Editorial do Estado de S.Paulo

Falando de sua saída do Planalto e do quadro político nacional, o ex-ministro de Comunicação do governo e ex-coordenador do seu Núcleo de Assuntos Estratégicos Luiz Gushiken disse ao Estado que, “depois de uma campanha como essa, o País precisa de tranqüilidade”. E, com a oposição concentrada em lamber as feridas da derrota eleitoral e em tatear os incertos caminhos do seu futuro, e com os políticos em geral numa corrida desembestada para ver quem adere com mais entusiasmo ao presidente reeleito, tudo contribui para que a tranqüilidade reine. Tudo, menos quem deveria ser o maior interessado nela: o presidente reeleito, Luiz Inácio Lula da Silva.

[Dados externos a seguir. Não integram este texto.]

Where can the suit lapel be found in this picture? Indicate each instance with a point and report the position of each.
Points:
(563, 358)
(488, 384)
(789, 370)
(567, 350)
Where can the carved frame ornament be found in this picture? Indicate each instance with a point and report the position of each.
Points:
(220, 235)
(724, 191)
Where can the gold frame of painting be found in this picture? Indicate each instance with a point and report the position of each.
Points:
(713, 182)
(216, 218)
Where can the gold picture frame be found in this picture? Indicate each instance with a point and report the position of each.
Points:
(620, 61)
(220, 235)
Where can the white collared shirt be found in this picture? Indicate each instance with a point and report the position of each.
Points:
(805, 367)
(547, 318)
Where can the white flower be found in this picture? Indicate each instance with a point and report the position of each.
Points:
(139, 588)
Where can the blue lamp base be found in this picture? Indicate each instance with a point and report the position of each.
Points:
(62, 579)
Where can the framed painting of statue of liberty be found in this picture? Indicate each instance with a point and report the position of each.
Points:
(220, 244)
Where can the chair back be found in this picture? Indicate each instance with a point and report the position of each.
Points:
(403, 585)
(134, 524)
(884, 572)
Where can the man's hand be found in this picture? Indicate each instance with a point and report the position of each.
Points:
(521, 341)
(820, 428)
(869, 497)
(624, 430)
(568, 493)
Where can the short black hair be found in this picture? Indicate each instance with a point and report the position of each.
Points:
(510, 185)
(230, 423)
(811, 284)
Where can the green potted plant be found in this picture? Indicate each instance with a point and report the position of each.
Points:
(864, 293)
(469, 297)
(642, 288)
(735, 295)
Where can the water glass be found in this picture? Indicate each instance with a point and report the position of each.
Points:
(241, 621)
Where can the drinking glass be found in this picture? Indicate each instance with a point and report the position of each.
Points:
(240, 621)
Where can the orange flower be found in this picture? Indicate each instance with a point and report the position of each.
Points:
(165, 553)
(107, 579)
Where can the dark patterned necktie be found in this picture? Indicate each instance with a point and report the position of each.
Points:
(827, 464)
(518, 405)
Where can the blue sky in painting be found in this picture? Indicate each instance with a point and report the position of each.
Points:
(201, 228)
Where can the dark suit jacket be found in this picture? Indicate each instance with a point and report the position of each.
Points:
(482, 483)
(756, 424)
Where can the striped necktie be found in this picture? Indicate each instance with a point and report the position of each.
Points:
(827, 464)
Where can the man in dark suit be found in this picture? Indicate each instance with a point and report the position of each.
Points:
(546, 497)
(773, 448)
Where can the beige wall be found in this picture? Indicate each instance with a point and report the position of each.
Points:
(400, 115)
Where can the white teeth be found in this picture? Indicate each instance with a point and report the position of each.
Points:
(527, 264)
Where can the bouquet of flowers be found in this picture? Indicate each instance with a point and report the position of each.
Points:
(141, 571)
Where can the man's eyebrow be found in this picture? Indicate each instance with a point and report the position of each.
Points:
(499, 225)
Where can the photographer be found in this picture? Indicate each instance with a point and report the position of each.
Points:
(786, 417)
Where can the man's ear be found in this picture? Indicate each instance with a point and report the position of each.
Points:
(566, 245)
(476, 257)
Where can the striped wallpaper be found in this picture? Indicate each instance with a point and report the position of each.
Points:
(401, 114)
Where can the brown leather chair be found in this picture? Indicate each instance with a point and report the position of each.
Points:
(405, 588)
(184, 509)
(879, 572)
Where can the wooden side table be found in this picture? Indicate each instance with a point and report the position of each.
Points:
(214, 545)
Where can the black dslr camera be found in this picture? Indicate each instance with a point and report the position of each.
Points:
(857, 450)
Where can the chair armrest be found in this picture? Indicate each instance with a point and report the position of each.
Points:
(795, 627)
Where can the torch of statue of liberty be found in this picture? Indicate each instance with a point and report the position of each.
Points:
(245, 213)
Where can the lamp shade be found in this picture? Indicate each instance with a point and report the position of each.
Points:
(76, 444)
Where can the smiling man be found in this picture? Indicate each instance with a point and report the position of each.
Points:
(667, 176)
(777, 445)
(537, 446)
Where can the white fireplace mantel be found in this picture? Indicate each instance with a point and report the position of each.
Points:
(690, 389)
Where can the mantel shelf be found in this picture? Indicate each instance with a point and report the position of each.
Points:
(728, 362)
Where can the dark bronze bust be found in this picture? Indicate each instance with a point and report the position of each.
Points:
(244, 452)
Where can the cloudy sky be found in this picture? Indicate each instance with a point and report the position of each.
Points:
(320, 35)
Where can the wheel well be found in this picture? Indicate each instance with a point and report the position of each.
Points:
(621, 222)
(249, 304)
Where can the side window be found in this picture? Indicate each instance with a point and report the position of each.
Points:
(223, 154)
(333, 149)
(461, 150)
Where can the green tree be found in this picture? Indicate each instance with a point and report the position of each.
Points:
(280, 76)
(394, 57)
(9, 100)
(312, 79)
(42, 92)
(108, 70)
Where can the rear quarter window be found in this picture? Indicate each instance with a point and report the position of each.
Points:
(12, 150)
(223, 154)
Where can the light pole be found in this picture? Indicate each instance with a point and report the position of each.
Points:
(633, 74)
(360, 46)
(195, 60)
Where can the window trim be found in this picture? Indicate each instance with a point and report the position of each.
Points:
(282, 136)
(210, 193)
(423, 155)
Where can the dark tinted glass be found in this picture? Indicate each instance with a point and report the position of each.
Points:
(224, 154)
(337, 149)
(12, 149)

Na mesma segunda-feira em que Gushiken assegurou que ele “está oferecendo a concórdia”, em um comício pró-Chávez, na Venezuela, Lula soltou o verbo contra a imprensa nacional, os banqueiros e o empresariado - que, aliás, como a esquerda petista, só critica a política monetária de juros altos. O pior da catilinária lulista, como semeadura da discórdia, foi a falsificada comparação dos climas eleitorais nos dois países e a impropriedade de se equiparar a Chávez no papel de vítima de preconceitos e incompreensões. Nada disso se justifica - e tudo isso inquieta -, mesmo porque, oficialmente, Lula foi a Ciudad Guayana não para dar uma força ao seu “querido companheiro” venezuelano, que, evidentemente, não precisa dela, mas sim para tratar de assuntos sérios do interesse de ambos os países.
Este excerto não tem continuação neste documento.